More than 800 undocumented migrants have been arrested across South Africa in the past three weeks under “Operation Fiela”, a series of raids launched after last month's violence which was centred on KwaZulu-Natal.

But the Lawyers for Human Rights (LHR) group filed a petition in court on Tuesday seeking legal access to detainees arrested last week, and asked the Home Affairs Ministry to halt their deportations which were due to start on Wednesday.

Wayne Ncube, coordinator of the migration detention unit at LHR, said Home Affairs officials had agreed to halt the deportation for two weeks to ensure that the 200 migrants arrested at a Methodist Church in the early hours of Friday morning had a chance to get legal representation.

“We settled on an order whereby we will get access to all the detainees who were arrested as part of Operation Fiela,” Ncube said. “A list will be compiled and handed over to us regarding every person who was arrested.”

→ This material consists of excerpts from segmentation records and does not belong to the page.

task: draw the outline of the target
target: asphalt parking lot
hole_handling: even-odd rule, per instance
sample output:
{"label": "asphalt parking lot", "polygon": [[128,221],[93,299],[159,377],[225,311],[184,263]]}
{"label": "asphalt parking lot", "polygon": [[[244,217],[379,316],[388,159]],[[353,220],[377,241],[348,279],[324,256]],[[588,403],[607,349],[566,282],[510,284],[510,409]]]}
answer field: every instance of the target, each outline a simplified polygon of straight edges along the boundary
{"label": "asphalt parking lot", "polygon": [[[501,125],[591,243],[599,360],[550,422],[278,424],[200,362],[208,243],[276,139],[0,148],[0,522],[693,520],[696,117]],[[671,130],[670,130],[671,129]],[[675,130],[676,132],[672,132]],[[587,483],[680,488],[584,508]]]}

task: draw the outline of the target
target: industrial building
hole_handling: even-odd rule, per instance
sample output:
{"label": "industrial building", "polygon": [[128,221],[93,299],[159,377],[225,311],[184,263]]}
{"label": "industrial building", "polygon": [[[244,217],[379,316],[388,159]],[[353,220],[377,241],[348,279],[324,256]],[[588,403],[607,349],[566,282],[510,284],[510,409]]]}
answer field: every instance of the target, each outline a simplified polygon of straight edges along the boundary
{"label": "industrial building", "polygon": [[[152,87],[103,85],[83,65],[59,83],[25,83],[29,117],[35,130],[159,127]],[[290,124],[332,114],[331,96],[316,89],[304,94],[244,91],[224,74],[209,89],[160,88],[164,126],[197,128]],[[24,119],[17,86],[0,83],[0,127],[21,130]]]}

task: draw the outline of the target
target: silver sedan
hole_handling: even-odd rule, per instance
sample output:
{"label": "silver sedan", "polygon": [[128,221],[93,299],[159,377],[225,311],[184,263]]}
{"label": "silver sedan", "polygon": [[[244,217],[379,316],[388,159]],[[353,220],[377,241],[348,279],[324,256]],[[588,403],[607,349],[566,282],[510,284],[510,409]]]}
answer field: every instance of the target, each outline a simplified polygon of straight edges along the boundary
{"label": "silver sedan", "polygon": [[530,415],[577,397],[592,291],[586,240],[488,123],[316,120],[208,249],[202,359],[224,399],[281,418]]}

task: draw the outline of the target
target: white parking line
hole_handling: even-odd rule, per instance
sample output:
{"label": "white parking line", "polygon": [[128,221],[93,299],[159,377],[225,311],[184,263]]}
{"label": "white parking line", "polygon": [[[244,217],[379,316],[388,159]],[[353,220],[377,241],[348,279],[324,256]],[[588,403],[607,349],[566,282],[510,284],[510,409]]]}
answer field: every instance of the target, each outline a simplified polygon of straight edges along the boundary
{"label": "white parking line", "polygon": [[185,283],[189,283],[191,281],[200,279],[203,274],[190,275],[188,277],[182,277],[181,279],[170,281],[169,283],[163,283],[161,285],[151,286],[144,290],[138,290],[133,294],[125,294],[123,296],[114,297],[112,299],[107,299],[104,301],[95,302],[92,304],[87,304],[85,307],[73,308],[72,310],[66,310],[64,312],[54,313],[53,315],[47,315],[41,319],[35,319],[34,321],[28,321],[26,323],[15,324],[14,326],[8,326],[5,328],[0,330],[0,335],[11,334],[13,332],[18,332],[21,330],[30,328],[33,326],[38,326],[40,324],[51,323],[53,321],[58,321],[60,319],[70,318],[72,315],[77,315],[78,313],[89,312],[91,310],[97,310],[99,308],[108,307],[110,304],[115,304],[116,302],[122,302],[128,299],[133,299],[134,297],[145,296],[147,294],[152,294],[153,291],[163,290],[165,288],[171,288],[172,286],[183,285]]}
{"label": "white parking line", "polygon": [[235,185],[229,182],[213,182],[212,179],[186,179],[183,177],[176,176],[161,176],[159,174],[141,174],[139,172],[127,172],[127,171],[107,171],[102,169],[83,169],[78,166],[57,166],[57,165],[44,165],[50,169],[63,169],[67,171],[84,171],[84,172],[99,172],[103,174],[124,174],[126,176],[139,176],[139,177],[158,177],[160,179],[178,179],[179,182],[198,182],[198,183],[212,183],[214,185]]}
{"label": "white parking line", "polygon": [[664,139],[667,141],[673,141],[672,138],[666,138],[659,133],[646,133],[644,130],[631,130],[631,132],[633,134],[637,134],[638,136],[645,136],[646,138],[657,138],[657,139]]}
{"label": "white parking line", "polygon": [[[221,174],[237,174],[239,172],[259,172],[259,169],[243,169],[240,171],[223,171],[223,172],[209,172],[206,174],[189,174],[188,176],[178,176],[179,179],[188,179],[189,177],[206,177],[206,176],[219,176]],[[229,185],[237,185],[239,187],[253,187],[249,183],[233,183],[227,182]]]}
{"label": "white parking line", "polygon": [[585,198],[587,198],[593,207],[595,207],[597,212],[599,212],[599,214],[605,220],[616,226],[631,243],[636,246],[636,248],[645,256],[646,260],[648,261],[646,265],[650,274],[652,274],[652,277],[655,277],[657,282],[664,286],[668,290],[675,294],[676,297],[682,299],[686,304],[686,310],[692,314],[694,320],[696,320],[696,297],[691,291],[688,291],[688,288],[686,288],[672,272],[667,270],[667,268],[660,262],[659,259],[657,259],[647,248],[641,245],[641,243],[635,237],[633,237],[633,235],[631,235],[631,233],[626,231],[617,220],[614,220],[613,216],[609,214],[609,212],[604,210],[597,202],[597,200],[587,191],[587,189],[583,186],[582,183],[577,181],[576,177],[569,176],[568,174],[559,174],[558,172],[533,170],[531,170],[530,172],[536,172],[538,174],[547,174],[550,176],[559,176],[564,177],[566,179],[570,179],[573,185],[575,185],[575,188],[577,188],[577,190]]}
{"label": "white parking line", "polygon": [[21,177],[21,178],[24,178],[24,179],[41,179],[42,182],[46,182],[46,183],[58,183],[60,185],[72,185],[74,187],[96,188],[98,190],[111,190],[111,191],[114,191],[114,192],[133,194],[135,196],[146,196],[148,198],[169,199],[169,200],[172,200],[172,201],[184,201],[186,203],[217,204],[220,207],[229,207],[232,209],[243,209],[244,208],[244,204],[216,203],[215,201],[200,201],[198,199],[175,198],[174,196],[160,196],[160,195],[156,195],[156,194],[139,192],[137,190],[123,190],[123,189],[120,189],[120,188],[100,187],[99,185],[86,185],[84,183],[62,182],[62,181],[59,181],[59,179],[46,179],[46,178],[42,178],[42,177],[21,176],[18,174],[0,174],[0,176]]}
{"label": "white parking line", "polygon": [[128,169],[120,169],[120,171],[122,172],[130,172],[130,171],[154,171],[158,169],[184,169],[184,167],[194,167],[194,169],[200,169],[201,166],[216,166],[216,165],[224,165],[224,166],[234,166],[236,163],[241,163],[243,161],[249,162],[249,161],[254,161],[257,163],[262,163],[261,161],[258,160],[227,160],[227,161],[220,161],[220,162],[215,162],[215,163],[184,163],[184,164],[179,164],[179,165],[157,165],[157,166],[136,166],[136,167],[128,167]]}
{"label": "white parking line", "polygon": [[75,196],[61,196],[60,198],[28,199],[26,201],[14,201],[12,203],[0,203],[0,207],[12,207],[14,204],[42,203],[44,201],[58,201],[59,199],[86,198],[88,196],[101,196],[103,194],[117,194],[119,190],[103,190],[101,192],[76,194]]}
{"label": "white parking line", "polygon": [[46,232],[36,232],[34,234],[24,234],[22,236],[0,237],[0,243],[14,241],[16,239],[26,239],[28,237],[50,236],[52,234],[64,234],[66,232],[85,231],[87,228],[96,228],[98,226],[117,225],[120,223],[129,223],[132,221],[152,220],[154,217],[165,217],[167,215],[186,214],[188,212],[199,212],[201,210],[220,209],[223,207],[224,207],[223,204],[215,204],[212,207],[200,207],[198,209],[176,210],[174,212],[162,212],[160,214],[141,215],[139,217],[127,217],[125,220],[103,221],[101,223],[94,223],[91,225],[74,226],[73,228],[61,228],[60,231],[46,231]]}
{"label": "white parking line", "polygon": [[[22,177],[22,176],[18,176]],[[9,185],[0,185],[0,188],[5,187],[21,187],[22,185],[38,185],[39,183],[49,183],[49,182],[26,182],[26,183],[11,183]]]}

The violence, which ended after troops were sent to affected areas, flared up after Zulu King Goodwill Zwelithini said in remarks reported by local media that foreigners should leave South Africa.

Zwelithini has since said his comments were misinterpreted.

Unemployment, which economists say is much higher than the official rate of around 25 percent, has been blamed for periodic outbreaks of anti-immigrant violence along with widespread poverty and income disparities.

The government has denied that Operation Fiela is targeting foreign nationals. “We would like to categorically and emphatically state that these claims are far from the truth,” spokeswoman Phumla Williams said in a statement.

“This is an operation aimed at making our country safer to enable all people who live in our country to enjoy their freedoms in an environment that is free from crime.”

The People's Coalition Against Xenophobia has held two protests outside the Johannesburg Central Police Station to oppose the arrests and detention of foreign migrants.

“To equate crime to the presence of undocumented people in our society is not tackling xenophobia, it's legitimising xenophobia,” the group's coordinator Stephen Faulkner said. “It is saying to the general public, we have to tackle xenophobia by getting rid of illegal immigrants.”